It's not that I didn't think the city of Pittsburgh had a lot of foreigners, I had just never really given it any thought.
I was hoping to write a piece on how Pittsburgh citizens of different nationalities were watching the World Cup, and my editor spoke of Carnegie Mellon University's high international student population.
I didn't think CMU was in the pantheon of schools foreigners usually look to apply to. I was skeptical.
Two things made me reconsider.
1) While researching a story on CMU's robot soccer team, I remembered that its one of the world leaders in robotics. Which means it's probably also really good in a lot of other science-y/technology things too, so it's understandable that foreign students would come here to study.
2) I witnessed first-hand CMU's international presence yesterday while looking for a pickup soccer game on campus.
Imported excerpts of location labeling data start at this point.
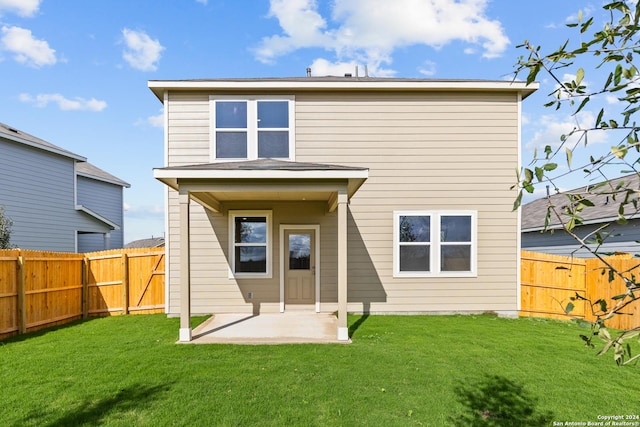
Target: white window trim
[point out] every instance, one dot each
(435, 243)
(252, 125)
(232, 252)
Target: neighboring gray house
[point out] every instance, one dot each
(152, 242)
(622, 237)
(56, 200)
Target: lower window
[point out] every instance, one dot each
(250, 243)
(429, 243)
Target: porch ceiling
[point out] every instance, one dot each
(212, 184)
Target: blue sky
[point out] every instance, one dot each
(75, 72)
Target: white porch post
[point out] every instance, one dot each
(185, 268)
(343, 329)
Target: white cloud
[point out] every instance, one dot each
(370, 30)
(551, 127)
(427, 68)
(21, 7)
(65, 104)
(612, 99)
(26, 48)
(155, 121)
(142, 52)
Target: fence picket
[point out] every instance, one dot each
(41, 289)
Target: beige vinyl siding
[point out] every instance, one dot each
(425, 151)
(428, 151)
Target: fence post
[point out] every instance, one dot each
(125, 284)
(85, 287)
(21, 291)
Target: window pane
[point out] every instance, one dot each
(455, 228)
(273, 144)
(273, 114)
(455, 258)
(231, 114)
(415, 229)
(231, 145)
(251, 230)
(299, 252)
(414, 258)
(251, 259)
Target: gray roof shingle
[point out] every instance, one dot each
(605, 198)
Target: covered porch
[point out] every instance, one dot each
(216, 186)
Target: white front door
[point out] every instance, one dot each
(299, 266)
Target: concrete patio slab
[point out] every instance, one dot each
(276, 328)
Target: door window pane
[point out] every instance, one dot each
(231, 114)
(414, 258)
(273, 144)
(299, 252)
(231, 145)
(273, 114)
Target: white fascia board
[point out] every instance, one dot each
(259, 174)
(346, 84)
(108, 181)
(159, 87)
(97, 216)
(50, 149)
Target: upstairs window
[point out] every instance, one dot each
(249, 129)
(435, 243)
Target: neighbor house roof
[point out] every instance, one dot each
(88, 170)
(16, 135)
(605, 208)
(347, 83)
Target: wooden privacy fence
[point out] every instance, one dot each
(549, 281)
(42, 289)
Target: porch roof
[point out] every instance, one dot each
(211, 184)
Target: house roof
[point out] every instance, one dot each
(263, 179)
(347, 83)
(88, 170)
(16, 135)
(605, 208)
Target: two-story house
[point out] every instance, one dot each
(340, 194)
(55, 198)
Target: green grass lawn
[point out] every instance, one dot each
(399, 370)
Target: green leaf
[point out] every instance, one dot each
(582, 104)
(617, 76)
(539, 174)
(579, 75)
(569, 308)
(599, 118)
(528, 175)
(518, 201)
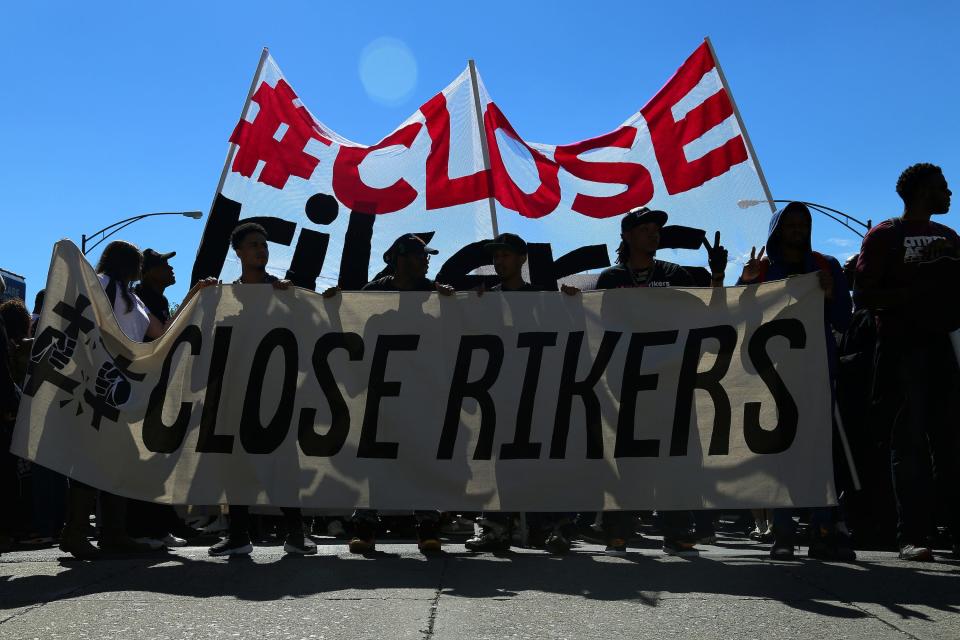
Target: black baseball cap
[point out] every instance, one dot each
(509, 242)
(153, 259)
(642, 215)
(406, 244)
I thought I saw fans watching the game - which could have only been international students - but that was just part of a CMU statue (Notice the fake people near the bottom right).
The real clincher, though, was that there was a pickup game of cricket going on next door. It was the first time I had ever seen someone play the game - let alone on a college campus courtyard. I was onto something.
But the real proof came during the game of soccer I played. Trying my best to get to know the other players better, I tried to crack a joke. "Doesn't the crosswalk sound like the theme song from Austin Powers?" I asked to no one in particular. Silence.
"You know, that movie Austin Powers?" Silence. Awkard. An inaudible mutter from one guy was all I got in return.
THERE WERE INTERNATIONAL STUDENTS IN PITTSBURGH.
Armed with the knowlege, I made my way later on that night to Schenley Oval Sportsplex. As I walked over to the field, the Caribbean guys that accounted for most of the players were speaking a language I didn't understand. I saw two guys sitting on the side and thought I'd ask them to help introduce me. I got nearer, and they were speaking fluent Spanish to each other. I braced myself.
"Se...se va a...van a jugar... futbol...?" I asked hesitantly with my broken Spanish.
"Oh, you can just ask them and jump right in," one of the two answered back in perfect English. I felt like an idiot. It turns out the Caribbean guys were Jamaicans with really heavy accents (It ended up being the most I had ever laughed out on the soccer field - the Jamaicain guys were characters - while still being a competitive game)
Moral of the story: There are internationals in Pittsburgh.